Together, these studies demonstrate that the use of PSA screening can be improved to develop a more sophisticated method for the diagnosis and risk prediction of PCa. With such a vast majority of biomarkers being investigated, it is unfortunate that none have found clinical utility. The pathogenesis of PCa is complex and it is unlikely a single biomarker will arise as a replacement to PSA. Nonetheless, there is clear scope for further novel discoveries in this area, particularly in identifying new biomarkers that can be included in multivariate models that can aid PSA in identifying PCa patients earlier.

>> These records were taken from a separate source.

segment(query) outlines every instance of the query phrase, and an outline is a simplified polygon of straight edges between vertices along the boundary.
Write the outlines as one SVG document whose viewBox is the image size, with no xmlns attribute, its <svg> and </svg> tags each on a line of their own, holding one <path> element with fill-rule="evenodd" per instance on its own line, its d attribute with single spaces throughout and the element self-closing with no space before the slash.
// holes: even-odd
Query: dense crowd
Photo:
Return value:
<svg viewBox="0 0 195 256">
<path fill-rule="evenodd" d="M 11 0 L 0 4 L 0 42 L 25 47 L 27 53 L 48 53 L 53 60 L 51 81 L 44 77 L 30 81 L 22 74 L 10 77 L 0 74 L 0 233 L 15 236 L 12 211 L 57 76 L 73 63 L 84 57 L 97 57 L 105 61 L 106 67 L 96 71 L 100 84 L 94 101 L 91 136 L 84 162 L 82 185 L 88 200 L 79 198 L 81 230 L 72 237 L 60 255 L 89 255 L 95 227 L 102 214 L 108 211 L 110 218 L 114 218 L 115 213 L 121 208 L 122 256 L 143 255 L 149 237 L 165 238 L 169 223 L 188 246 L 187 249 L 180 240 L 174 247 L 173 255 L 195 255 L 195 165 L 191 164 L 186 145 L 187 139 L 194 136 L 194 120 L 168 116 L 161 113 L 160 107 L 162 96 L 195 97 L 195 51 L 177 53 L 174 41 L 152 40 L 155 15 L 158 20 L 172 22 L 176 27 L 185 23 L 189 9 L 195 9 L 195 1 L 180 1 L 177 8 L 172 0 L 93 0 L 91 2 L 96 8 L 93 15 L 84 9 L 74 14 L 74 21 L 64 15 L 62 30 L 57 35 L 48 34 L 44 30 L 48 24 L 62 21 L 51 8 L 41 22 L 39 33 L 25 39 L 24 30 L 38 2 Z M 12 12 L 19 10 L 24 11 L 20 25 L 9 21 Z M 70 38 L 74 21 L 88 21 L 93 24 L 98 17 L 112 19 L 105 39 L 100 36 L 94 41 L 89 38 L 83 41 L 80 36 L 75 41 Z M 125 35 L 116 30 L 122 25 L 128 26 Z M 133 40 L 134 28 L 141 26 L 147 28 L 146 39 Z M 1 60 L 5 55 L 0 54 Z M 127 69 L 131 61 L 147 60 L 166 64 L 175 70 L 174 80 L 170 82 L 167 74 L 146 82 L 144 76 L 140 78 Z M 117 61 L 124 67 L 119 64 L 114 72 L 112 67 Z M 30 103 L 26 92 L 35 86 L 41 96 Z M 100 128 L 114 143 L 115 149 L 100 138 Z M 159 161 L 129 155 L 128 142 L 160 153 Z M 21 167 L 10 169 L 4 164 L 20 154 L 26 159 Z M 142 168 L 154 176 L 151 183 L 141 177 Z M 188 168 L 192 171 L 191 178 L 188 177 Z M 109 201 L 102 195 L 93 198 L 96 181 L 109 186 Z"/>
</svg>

There is also an emerging role in the use of exosomes to aid in the diagnosis of PCa. Exosomes are small vesicular bodies released from a whole array of cells, they contain miRNA, mRNAs, and proteins that possess the potential to regulate signaling pathways in cells.¹⁶⁵ Nilsson et al described in 2009 how they showed the presence of two known PCa biomarkers (PCA3 and TMPRAA2:ERG) within exosomes of urine patients, which in turn shows the potential for diagnosis and monitoring of patients in cancer care.¹⁶⁶ One review states that exosomes have the potential of predicting the prognosis of castration-resistant PCa, inducing PCa drug treatment sensitivity as well as being used as a marker for PCa drug response. In addition, exosomes can be used as a delivery vector to target malignant cells, as well as being utilized in tumor vaccination.¹⁶⁵ However, with no gold standard in place for exosome isolation to validate these promising findings, it will not be possible until a uniformly defined method of isolation and characterization is in place.¹⁶⁷ Nevertheless, with the accumulation of evidence, exosomes may prove to be a valuable source of biomarker material for informing PCa diagnosis, prognosis and therapy in the very near future.

Summary

Management of PCa in primary care presents several challenges for clinicians. Current diagnosis, based primarily on DRE and PSA measurements, can result in patients being sent for invasive biopsies that they do not require. A diagnostic test that can more accurately distinguish BPH from PCa would help alleviate clinical uncertainty in primary care, with tangible benefits for both the individual patients and the healthcare system. The use of multivariate biomarker measurement is required to differentiate BPH from PCa. Combining selected biomarkers with clinical risk factors could be used to build a robust risk stratification model that could effectively triage patients within primary care; low and high risk. However, this clearly depends on the identification and validation of an optimal combination of biomarkers to use, so continued research is required to identify the combination of biomarkers with the sensitivity and specificity to direct clinical management.

Disclosure

Dr Mark W Ruddock is an employee of Randox Laboratories Ltd and holds no shares in the company. Mr Christopher McNally is a PhD student who Dr Ruddock jointly supervises with Dr Declan McKenna and Professor Tara Moore (both Ulster University). Dr Ruddock is the industrial supervisor at Randox Laboratories Ltd. Dr McKenna and Professor Moore are the academic supervisors at Ulster University. The PhD studentship is funded by the Randox-Ulster UniversityPhD Academy. The authors report no other conflicts of interest in this work.